Policymakers Don’t Learn Much from Impact Evaluations (and what can be done about it)
Jeff Bloem was a Higher Education Solutions Network Fellow with the U.S. Global Development Lab in summer 2016.
My first professional experience in the field of international development was working as the M&E specialist for a small NGO in Western Kenya. The NGO was piloting a project and was interested in learning how, and if, the project could be improved before scaling it up. Although data collection went smoothly and the evaluation was performed adequately, by the time I was able to provide results from the study, the program was already well on its way to being scaled up—both within Kenya and into other countries.
The tricky thing about evidence-based policy is that the right people rarely have the right evidence about the right program in the right location at the right time. Although evaluations of development programs have become increasingly rigorous, similar programs often have different effects in different locations and at different times. Thus, more often than many would like to admit, policy decisions are based on much less than rigorous evidence.

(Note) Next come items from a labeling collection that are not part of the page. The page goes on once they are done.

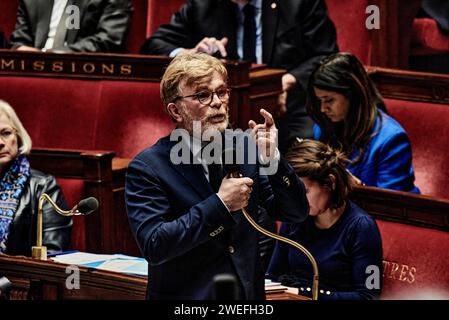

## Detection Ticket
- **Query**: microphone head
[77,197,98,215]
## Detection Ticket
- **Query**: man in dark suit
[141,0,338,151]
[10,0,133,52]
[125,53,308,299]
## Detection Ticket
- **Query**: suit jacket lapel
[34,0,53,48]
[262,0,279,64]
[66,0,90,44]
[215,0,239,59]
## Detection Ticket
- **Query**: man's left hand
[248,109,278,162]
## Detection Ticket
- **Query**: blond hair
[0,100,32,155]
[161,53,228,106]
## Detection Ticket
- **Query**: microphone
[214,273,240,300]
[0,277,12,296]
[31,193,98,260]
[222,148,241,178]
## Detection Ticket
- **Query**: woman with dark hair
[268,140,382,300]
[307,53,419,193]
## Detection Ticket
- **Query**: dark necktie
[243,3,257,62]
[207,163,223,192]
[52,0,73,49]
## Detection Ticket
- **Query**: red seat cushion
[0,0,19,40]
[126,0,148,53]
[56,178,86,251]
[377,220,449,299]
[385,99,449,199]
[147,0,185,37]
[411,18,449,55]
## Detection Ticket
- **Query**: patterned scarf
[0,155,30,252]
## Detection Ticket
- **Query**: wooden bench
[0,50,284,255]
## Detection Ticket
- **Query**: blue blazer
[313,110,420,193]
[125,135,308,300]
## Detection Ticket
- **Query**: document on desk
[51,252,148,276]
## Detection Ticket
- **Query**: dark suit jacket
[141,0,337,94]
[10,0,133,52]
[421,0,449,35]
[125,135,308,300]
[6,169,72,256]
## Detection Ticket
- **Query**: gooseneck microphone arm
[228,170,319,300]
[31,193,98,260]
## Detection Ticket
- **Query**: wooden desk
[0,255,309,300]
[0,50,286,130]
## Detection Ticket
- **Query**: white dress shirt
[42,0,68,51]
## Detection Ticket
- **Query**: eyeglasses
[0,128,17,141]
[176,88,231,106]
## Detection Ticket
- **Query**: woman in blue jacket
[307,53,419,193]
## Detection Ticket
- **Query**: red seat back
[385,99,449,199]
[377,220,449,299]
[0,0,19,40]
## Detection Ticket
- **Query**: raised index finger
[260,109,274,129]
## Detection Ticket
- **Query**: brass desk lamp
[31,193,98,260]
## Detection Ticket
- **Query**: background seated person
[417,0,449,36]
[0,100,72,256]
[268,140,382,299]
[141,0,338,152]
[10,0,133,53]
[307,53,419,193]
[125,53,308,300]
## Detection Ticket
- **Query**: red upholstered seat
[147,0,185,37]
[0,77,173,158]
[411,18,449,55]
[326,0,371,64]
[377,220,449,299]
[385,99,449,199]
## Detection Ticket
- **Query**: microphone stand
[231,172,318,300]
[31,193,82,260]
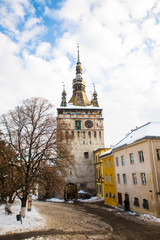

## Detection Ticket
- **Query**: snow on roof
[99,149,112,157]
[113,122,160,150]
[57,103,102,110]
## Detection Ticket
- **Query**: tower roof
[69,45,91,106]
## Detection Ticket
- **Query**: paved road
[0,202,160,240]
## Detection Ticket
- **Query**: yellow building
[99,149,117,207]
[94,148,109,197]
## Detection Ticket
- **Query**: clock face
[85,120,93,128]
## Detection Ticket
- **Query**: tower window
[75,120,81,130]
[134,198,139,207]
[143,199,149,209]
[84,152,89,158]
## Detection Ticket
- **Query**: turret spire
[61,82,67,107]
[76,44,82,76]
[77,43,80,63]
[69,44,91,106]
[91,83,99,107]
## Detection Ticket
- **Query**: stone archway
[64,183,77,201]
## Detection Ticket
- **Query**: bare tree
[1,98,72,216]
[0,139,19,204]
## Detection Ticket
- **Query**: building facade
[113,122,160,217]
[99,149,117,207]
[57,48,104,193]
[94,148,108,198]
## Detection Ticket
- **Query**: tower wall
[57,106,104,193]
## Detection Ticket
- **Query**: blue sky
[0,0,160,146]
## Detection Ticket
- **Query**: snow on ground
[46,198,65,202]
[106,204,160,223]
[77,197,104,202]
[0,199,44,235]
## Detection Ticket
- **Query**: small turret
[69,45,91,106]
[61,84,67,107]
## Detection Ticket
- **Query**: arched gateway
[64,183,77,201]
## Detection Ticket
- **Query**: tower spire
[91,83,99,107]
[77,43,80,63]
[76,43,82,77]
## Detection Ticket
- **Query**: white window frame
[140,173,147,185]
[129,153,134,164]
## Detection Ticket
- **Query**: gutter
[151,140,160,203]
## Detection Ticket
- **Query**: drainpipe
[151,140,160,204]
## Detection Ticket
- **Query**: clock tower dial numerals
[85,120,93,128]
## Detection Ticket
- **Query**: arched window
[75,120,81,130]
[143,199,149,209]
[134,198,139,207]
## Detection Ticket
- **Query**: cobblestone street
[0,201,160,240]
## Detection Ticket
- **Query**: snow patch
[46,198,65,202]
[0,200,44,235]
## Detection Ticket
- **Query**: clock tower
[57,46,104,193]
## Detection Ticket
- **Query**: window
[105,175,108,182]
[134,198,139,207]
[118,193,122,205]
[140,173,146,185]
[71,131,74,137]
[121,156,125,166]
[117,174,121,183]
[123,174,127,184]
[66,132,68,143]
[156,149,160,161]
[132,173,137,184]
[84,152,89,158]
[129,153,134,164]
[75,120,81,130]
[116,157,119,167]
[138,151,144,162]
[110,174,113,183]
[143,199,149,209]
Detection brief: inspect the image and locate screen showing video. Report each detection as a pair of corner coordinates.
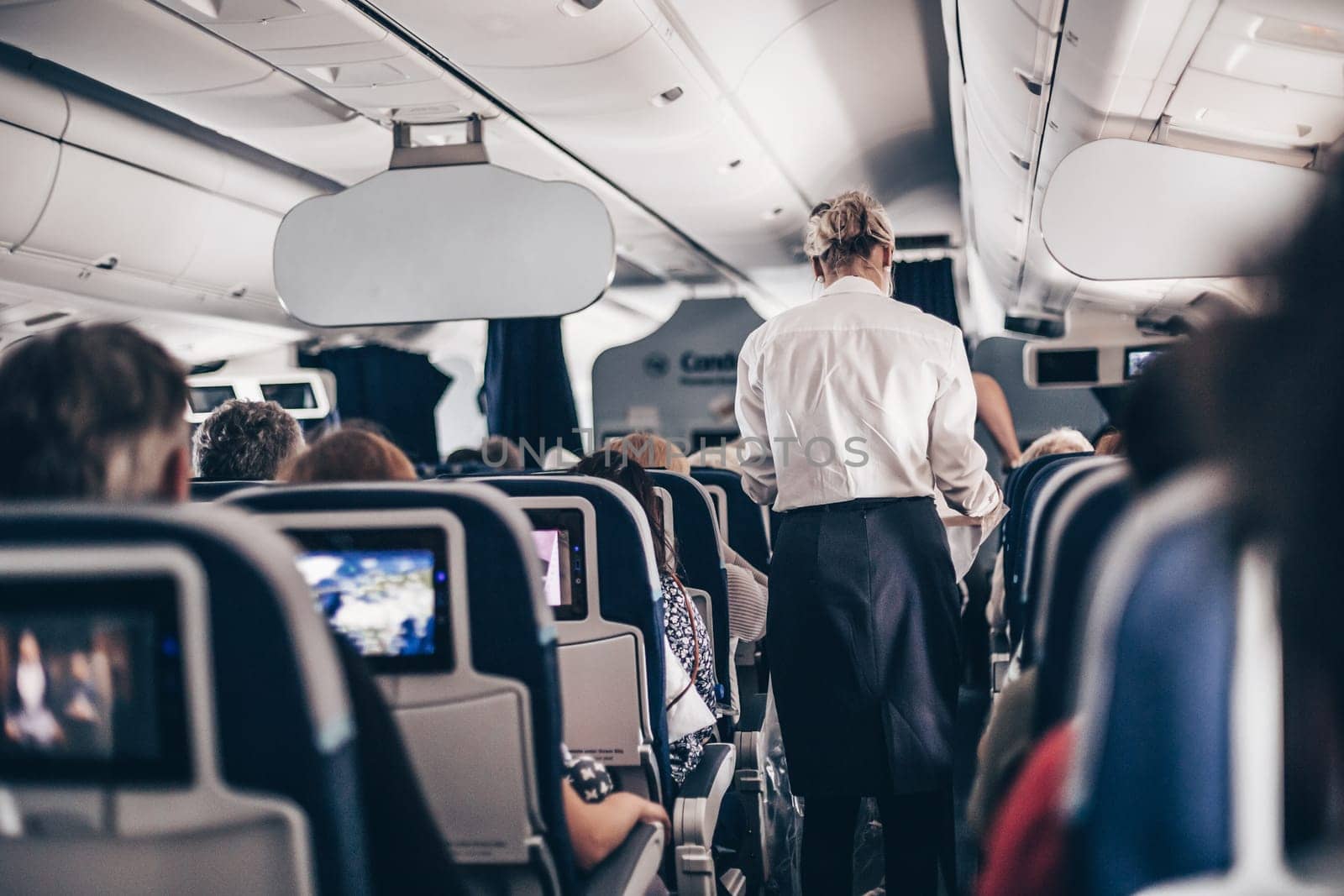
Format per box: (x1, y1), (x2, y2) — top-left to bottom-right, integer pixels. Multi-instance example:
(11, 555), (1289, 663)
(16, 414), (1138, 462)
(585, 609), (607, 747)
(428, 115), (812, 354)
(0, 579), (190, 782)
(527, 508), (587, 622)
(533, 529), (574, 607)
(298, 551), (435, 657)
(1125, 348), (1165, 380)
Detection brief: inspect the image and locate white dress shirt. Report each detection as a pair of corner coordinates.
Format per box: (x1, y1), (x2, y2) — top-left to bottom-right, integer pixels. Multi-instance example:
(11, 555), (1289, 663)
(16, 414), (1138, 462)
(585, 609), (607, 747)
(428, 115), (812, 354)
(737, 277), (1003, 518)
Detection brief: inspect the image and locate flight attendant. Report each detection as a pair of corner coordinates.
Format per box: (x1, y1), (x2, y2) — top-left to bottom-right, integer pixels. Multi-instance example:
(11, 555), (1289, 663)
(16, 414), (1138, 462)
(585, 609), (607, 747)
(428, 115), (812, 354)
(737, 192), (1004, 896)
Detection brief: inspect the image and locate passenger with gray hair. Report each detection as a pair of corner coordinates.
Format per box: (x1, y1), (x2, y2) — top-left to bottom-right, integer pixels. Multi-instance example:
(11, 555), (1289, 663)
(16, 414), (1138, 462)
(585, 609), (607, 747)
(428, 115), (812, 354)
(193, 398), (304, 482)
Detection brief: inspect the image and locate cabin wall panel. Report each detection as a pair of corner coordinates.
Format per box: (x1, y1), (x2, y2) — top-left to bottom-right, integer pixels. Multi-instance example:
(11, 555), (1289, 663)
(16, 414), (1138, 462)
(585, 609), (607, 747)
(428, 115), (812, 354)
(0, 123), (60, 249)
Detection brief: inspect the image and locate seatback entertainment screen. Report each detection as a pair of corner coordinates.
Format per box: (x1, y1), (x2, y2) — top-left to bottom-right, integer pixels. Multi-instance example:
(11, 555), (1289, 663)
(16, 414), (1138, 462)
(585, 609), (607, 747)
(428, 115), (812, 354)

In a new working paper Eva Vivalt reports on a meta-analysis performed by the research institute AidGrade of over 600 studies of international development programs and find that impact estimates “are much more heterogeneous than in other fields”. The studies were included in the meta-analysis if they properly measured impact of one of 20 different varieties of development programs, spanning from “conditional cash transfers to microfinance”. Although the fact that results of impact evaluations differ between contexts is not especially surprising, the measured variation within the observed sample of studies was much larger than expected.
In a recent blog post Vivalt wrote the following:
“In particular, if one tried to use data from the earlier studies to predict the results of later studies, no matter how one tried to model the results or which methods one used to make predictions, it would seem unusual for a prediction to come within 50 percent of the observed value.”
All this suggests that policymakers (i.e. anyone who makes decisions about allocating resources for achieving some development objective) don’t actually learn very much from impact evaluations. There are many ways in which one could address this issue.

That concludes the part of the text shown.